"There is nothing there, yet it is still a sculpture."

Double Negative is Michael Heizer's first prominent earthwork. Seen to the left from near the edge of the work, and below right from space via satellite, Double Negative consists of two trenches cut into the eastern edge of the Mormon Mesa, northwest of Overton, Nevada in 1969-70.

The trenches line up across a large gap formed by the natural shape of the mesa edge. Including this open area across the gap, the trenches together measure 1,500 feet long, 50 feet deep, and 30 feet wide (457 meters long, 15.2 meters deep, 9.1 meters wide). 240,000 tons (218,000 tonnes) of rock, mostly rhyolite and sandstone, was displaced in the construction of the trenches.



Double Negative was among the first "earthworks," artworks created as part of a movement known as "land art" or "earth art." Earthworks are contemporary artworks that use as their canvas or medium the earth itself. In keeping with the mission of modern art, Double Negative blurs the distinction between sculpture ("art") and normal objects such as rocks ("not art"), and encourage viewers to consider how the earth relates to art. The sheer size of Double Negative also invites contemplation of the scale of art, and the relation of the viewer the earth and to art itself. How does art change when it can't fit in a museum? How does one observe an artwork that's a quarter-mile long?
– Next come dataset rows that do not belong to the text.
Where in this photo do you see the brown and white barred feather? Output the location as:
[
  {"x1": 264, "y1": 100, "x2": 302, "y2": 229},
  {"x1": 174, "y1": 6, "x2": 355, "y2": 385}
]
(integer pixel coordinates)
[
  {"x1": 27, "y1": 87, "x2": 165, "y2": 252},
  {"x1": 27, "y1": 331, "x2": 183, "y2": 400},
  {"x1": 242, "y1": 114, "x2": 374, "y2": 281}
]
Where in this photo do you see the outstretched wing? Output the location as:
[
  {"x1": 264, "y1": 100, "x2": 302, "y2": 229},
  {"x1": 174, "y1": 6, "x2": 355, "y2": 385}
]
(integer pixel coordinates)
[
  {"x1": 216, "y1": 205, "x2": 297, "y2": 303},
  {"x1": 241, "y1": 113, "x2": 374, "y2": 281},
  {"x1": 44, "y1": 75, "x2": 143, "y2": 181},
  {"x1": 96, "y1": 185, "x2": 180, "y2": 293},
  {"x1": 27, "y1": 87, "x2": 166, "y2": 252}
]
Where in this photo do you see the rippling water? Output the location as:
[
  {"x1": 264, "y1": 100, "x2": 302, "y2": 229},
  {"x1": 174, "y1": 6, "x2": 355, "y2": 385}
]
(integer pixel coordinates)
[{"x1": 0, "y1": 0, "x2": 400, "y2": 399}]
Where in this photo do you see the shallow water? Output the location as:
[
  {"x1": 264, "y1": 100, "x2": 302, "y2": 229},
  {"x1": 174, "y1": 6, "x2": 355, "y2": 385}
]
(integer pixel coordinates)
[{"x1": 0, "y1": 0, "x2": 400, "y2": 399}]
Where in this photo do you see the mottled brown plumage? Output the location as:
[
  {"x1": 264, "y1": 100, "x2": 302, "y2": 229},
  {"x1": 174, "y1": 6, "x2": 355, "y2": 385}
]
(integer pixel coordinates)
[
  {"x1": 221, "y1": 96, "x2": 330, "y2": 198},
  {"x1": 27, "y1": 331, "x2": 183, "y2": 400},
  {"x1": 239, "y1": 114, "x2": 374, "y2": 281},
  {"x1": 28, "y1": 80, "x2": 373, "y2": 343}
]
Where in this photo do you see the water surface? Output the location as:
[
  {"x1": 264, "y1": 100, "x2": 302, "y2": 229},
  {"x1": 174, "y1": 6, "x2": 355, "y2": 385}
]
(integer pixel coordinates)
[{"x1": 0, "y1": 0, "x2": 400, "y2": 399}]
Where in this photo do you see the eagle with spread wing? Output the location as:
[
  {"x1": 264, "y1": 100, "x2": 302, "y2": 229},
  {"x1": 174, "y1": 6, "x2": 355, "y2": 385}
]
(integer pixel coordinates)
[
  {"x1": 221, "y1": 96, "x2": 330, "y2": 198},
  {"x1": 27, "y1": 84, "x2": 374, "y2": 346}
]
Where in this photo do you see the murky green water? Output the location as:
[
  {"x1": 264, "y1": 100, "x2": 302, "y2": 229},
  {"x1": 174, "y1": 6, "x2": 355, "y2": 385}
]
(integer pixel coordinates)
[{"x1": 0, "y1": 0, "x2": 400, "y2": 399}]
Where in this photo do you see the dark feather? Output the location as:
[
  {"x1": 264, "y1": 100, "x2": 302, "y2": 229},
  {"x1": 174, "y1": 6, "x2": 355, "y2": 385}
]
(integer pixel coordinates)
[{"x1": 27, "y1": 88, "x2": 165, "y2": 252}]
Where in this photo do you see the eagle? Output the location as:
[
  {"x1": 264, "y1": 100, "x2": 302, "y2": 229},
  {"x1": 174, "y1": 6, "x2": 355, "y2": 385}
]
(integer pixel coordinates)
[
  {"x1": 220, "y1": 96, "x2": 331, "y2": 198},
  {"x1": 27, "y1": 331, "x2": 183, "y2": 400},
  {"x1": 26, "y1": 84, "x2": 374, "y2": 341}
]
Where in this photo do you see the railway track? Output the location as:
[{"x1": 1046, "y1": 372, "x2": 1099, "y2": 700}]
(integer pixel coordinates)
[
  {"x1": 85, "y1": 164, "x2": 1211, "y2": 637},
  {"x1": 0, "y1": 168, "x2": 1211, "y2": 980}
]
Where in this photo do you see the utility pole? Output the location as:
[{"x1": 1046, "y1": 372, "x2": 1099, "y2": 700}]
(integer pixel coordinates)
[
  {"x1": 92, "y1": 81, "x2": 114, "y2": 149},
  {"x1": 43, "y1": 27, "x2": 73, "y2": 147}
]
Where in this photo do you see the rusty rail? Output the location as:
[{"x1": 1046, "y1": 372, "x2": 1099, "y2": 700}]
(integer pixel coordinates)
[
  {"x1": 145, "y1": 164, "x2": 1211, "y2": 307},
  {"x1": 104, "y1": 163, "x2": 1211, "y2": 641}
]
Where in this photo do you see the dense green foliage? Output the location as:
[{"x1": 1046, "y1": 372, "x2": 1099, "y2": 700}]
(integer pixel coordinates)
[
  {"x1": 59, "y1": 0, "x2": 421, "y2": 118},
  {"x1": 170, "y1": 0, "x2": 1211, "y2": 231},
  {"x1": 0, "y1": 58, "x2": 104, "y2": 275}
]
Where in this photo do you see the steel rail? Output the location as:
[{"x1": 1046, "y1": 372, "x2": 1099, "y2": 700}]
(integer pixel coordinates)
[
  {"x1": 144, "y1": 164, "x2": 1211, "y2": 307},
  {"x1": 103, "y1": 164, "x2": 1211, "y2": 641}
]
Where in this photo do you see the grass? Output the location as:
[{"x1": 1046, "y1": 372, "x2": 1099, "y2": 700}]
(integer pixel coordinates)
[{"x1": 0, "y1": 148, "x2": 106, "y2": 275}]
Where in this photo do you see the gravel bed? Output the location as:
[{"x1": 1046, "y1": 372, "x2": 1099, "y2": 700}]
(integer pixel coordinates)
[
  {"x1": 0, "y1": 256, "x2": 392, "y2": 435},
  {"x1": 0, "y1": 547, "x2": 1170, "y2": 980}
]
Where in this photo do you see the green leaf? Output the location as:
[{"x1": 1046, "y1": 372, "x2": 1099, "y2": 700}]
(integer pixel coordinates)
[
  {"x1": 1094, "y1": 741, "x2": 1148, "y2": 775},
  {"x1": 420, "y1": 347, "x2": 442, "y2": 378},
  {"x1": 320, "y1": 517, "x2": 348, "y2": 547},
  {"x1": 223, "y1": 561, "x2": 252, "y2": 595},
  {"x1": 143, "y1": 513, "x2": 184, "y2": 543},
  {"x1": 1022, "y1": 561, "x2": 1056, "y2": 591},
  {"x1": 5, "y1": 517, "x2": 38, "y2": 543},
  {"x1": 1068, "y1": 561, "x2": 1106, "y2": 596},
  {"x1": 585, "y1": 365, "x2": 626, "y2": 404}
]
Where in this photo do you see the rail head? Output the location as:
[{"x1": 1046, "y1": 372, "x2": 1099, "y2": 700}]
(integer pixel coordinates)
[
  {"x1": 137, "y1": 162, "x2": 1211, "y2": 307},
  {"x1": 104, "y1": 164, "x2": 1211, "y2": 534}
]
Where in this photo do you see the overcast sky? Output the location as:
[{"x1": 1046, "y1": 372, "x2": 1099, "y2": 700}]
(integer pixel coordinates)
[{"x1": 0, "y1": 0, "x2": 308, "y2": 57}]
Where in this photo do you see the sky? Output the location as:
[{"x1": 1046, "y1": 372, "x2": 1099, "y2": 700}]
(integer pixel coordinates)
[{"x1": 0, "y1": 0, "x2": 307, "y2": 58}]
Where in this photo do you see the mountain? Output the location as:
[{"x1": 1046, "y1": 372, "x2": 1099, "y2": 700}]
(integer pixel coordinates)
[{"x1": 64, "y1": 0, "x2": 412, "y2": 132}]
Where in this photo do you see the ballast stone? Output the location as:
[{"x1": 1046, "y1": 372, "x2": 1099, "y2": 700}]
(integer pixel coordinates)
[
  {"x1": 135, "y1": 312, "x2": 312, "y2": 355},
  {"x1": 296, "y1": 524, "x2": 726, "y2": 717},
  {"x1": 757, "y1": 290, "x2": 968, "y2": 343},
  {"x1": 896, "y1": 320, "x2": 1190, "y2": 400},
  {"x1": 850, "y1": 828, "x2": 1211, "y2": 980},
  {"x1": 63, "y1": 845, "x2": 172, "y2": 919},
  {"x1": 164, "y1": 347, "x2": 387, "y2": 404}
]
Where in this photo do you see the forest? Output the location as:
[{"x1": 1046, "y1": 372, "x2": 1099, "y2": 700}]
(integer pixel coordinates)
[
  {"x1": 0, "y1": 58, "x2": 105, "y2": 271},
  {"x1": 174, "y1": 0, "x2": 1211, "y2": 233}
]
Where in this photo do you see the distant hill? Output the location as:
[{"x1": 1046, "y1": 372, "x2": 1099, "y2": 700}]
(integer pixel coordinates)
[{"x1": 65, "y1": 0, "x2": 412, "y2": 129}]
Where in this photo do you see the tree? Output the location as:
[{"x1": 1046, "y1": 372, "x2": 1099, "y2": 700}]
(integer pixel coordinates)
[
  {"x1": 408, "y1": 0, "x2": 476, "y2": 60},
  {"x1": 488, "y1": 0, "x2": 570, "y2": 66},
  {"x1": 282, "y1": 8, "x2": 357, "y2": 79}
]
Double Negative, though a notable piece of art, is essentially no more than a big trench (and even then, not a complete trench, as it crosses empty space). In that, it consists more of what was than what currently is. Constructing Double Negative was an act of construction only inasmuch as something was taken away, and that this removal constituted a creative act. In that the artwork is itself negative space (and when it crosses empty space, it is doubly negative space, as the title suggests), it begs meditation on the principle of art as creation, when Heizer has not in fact added but substracted.

Double Negative belongs to The Museum of Contemporary Art, Los Angeles, through the gift of Virginia Dwan.